The connection limit error you're encountering with your Cloud Run application and MySQL instance. It's a common challenge, but there are definitely ways to address it. Here are several strategies we can employ to tackle this issue effectively:

1. Django Connection Management:

  • CONN_MAX_AGE: This setting controls how long Django keeps connections open. If it's too high relative to your Cloud Run instance lifespans, connections might pile up. Try setting it to 0 to disable persistent connections, or adjust it to a value that aligns with your instance durations.

  • Explicit Closure: Even with pooling, sometimes connections aren't closed as expected. Adding middleware or a signal to explicitly close connections after each request is a solid practice:

     
    from django.db import connection
    
    def close_db_connection(response):
        connection.close()
        return response
    

2. Cloud SQL Configuration:

  • Machine Type: If your MySQL instance is under heavy load, upgrading to a machine type with higher connection capacity might be necessary. Check your instance's current specs and compare them to your workload.
  • Connection Pooling: If you're using PgBouncer or ProxySQL, make sure they're configured correctly for Cloud Run's environment and limitations. Their documentation should provide guidance on this.

3. Cloud Run Scaling:

  • Max Instances: Setting a reasonable limit on Cloud Run instances can help control the total number of connections. This prevents runaway scaling from overwhelming your database.
  • Autoscaling: Use Cloud Run's autoscaling feature, potentially based on database connection metrics, to dynamically adjust instances based on demand. This helps avoid connection spikes.

4. Monitoring and Performance Optimization:

  • Cloud Monitoring: Actively monitor database connection metrics using Google Cloud Monitoring. This will give you insights into usage patterns and help you identify trends or anomalies.
  • Logging: Enhance your logging to track the lifecycle of database connections.
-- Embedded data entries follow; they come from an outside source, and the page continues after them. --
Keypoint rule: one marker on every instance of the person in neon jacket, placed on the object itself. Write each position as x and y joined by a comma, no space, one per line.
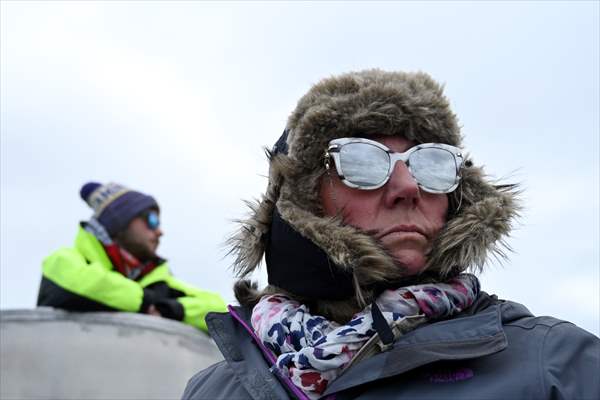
113,265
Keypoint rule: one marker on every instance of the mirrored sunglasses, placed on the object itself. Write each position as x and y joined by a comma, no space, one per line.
152,219
367,165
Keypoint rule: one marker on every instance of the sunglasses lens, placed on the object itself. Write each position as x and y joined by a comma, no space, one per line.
364,164
434,168
152,220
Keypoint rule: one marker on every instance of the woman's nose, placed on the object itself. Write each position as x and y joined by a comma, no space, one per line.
402,187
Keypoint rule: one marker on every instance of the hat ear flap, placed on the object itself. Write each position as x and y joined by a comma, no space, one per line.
249,242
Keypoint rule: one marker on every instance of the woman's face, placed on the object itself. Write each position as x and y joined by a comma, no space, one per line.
403,218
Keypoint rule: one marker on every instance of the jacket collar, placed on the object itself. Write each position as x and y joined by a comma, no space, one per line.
477,332
470,335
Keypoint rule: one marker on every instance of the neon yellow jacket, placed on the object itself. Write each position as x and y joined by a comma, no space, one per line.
82,278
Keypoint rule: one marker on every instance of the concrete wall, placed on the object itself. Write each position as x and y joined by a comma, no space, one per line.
53,354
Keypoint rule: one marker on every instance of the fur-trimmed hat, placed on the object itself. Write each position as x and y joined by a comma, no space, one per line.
363,104
115,205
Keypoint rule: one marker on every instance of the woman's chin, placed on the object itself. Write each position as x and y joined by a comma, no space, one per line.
412,261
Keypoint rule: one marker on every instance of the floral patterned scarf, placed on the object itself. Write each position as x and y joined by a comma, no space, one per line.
312,351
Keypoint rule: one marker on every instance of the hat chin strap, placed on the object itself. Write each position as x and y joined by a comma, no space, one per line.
297,265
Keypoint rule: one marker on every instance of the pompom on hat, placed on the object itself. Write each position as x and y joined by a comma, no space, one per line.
115,205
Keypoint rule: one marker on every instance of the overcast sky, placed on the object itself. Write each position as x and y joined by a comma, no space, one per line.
177,100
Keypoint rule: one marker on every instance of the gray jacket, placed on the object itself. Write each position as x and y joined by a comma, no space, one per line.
495,350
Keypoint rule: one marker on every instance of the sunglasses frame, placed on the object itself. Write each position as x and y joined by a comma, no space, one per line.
146,217
335,146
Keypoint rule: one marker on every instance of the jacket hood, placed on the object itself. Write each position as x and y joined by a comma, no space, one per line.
365,104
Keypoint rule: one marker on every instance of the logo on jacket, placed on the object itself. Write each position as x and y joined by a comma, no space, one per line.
448,375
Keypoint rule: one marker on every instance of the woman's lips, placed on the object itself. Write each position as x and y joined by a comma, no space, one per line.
401,229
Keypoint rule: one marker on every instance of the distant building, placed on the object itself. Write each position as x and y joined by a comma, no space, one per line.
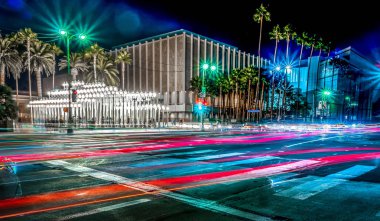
338,88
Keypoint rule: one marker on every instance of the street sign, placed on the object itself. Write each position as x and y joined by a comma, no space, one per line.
253,111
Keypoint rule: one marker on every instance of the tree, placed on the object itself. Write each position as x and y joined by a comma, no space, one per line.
319,45
289,34
56,51
95,52
276,35
302,40
261,14
27,36
41,61
123,58
10,61
8,108
76,64
107,72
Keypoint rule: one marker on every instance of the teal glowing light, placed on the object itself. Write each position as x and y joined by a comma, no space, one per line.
82,36
205,66
213,68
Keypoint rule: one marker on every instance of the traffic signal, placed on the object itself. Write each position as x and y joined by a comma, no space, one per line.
74,95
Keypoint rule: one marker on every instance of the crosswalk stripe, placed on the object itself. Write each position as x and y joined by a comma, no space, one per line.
158,162
187,153
315,186
104,209
196,202
215,156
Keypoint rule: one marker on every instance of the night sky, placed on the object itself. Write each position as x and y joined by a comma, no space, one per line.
114,22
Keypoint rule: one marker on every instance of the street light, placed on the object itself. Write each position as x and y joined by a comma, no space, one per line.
205,67
68,37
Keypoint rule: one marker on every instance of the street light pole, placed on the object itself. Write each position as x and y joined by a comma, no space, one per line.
205,67
70,130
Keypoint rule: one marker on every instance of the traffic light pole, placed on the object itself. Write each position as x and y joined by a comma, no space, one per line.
70,129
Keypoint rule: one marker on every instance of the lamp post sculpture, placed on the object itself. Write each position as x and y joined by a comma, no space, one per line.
69,37
202,95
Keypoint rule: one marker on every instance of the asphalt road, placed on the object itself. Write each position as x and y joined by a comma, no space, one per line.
188,175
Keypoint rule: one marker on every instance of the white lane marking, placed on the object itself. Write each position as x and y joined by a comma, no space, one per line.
104,209
172,149
215,156
311,141
269,171
313,187
187,153
199,203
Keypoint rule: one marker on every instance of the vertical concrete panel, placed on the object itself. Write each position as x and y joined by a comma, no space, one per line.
223,57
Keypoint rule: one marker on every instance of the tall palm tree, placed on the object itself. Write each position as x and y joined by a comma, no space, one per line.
289,34
276,35
123,57
95,52
261,14
77,64
56,51
10,61
41,60
107,72
312,40
27,36
319,45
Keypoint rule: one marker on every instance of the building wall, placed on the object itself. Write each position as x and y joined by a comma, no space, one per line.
165,64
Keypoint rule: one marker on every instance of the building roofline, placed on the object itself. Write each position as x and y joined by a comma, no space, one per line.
169,34
350,48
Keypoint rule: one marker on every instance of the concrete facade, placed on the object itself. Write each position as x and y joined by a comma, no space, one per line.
166,63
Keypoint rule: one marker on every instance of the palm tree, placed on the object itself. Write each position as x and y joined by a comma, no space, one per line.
107,72
41,60
57,51
289,34
303,41
261,14
123,57
27,36
10,61
95,52
319,45
277,36
311,42
76,64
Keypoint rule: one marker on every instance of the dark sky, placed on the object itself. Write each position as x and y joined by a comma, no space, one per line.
114,22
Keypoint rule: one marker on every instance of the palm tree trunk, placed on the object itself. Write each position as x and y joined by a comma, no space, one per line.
39,86
312,50
248,99
220,102
95,67
122,72
29,74
259,65
287,48
2,75
53,71
275,51
262,100
17,91
299,80
272,99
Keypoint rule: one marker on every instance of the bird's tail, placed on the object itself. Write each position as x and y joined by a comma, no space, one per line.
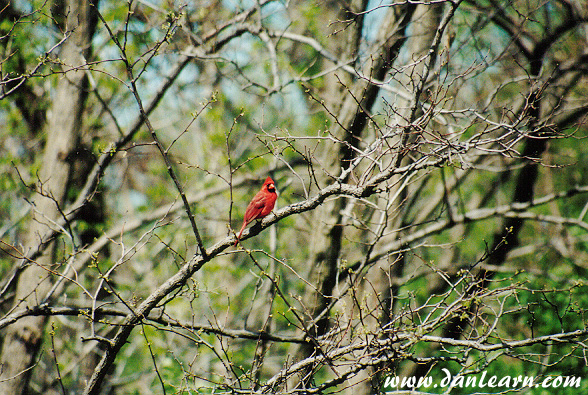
241,232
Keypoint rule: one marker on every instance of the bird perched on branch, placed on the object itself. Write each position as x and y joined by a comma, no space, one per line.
261,205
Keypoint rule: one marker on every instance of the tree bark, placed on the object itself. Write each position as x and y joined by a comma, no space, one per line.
23,339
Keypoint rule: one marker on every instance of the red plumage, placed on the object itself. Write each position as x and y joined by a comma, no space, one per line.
261,205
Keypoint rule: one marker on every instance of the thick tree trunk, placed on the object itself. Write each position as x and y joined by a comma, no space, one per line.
352,119
22,341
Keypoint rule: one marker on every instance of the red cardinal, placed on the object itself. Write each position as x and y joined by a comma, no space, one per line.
261,205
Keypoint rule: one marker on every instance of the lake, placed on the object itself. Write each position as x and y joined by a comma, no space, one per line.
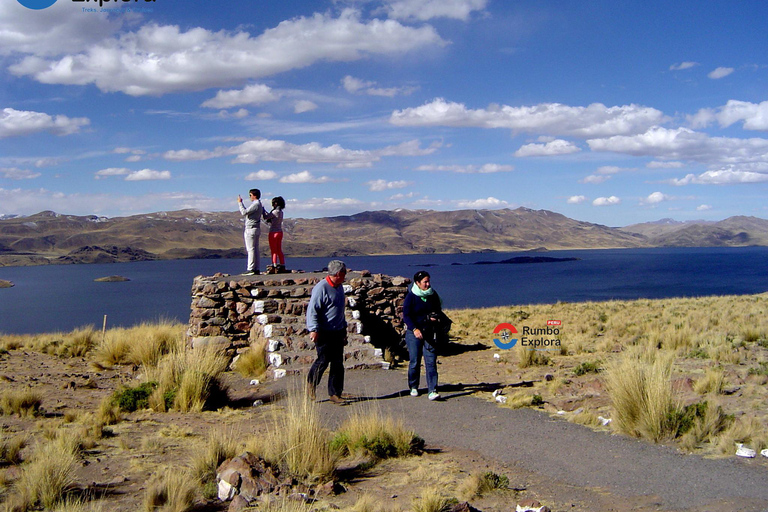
63,297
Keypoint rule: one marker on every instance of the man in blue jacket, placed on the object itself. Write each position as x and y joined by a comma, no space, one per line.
327,328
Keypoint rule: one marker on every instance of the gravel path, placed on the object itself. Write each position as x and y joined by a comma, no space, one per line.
556,449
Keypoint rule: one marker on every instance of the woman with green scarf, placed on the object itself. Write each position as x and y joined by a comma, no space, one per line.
422,309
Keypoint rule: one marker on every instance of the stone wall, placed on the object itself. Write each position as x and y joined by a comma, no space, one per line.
236,311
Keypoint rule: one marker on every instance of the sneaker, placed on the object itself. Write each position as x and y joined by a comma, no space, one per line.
337,400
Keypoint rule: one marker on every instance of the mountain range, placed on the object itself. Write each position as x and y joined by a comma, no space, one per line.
48,237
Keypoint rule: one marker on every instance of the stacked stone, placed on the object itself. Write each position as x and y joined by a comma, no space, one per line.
234,313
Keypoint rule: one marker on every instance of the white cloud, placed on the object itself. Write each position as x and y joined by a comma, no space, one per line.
159,59
256,94
16,123
112,171
487,203
261,175
720,73
553,148
468,169
606,201
355,85
722,177
304,177
424,10
686,144
327,204
302,106
41,32
595,179
664,165
656,198
148,174
382,185
253,151
13,173
753,115
682,66
595,120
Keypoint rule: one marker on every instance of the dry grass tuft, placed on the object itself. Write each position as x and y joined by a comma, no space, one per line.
297,442
171,490
367,433
220,446
641,394
188,380
23,403
50,472
431,500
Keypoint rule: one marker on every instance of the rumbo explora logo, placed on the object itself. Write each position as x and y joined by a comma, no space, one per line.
545,338
37,4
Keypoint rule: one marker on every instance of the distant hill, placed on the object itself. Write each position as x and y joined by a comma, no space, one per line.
731,232
52,238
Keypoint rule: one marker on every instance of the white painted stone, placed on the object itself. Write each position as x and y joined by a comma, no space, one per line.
226,491
275,359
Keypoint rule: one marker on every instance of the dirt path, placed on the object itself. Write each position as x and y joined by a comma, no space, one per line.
572,465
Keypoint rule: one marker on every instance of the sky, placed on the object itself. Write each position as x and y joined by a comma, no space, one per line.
608,112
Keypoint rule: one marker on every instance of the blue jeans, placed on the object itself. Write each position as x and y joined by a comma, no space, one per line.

This can reveal issues like unclosed connections or long-running queries.

5. Additional Considerations:

  • Serverless VPC Access: If not already in use, setting up Serverless VPC Access can improve connectivity between Cloud Run and Cloud SQL, potentially reducing latency and connection overhead.
  • Query Optimization: Review your Django ORM usage and SQL queries for potential optimizations (indexing, query structure). Efficient queries put less strain on your database.
  • Background Tasks: Offload long-running or resource-intensive operations to asynchronous services like Cloud Tasks. This frees up connections on your main instances.

 

Thank you for your assistance with the recent issue we encountered regarding the maximum connection limits on our instance.

I wanted to update you that I have successfully resolved the problem by ensuring explicit closure of each connection once a request is completed. This approach has effectively prevented the "Exceeded maximum of 100 connections per instance" error that we were experiencing, despite our settings allowing for up to 10,000 active connections.

I appreciate your support and guidance. Please let me know if there are any further optimizations or recommendations you would suggest.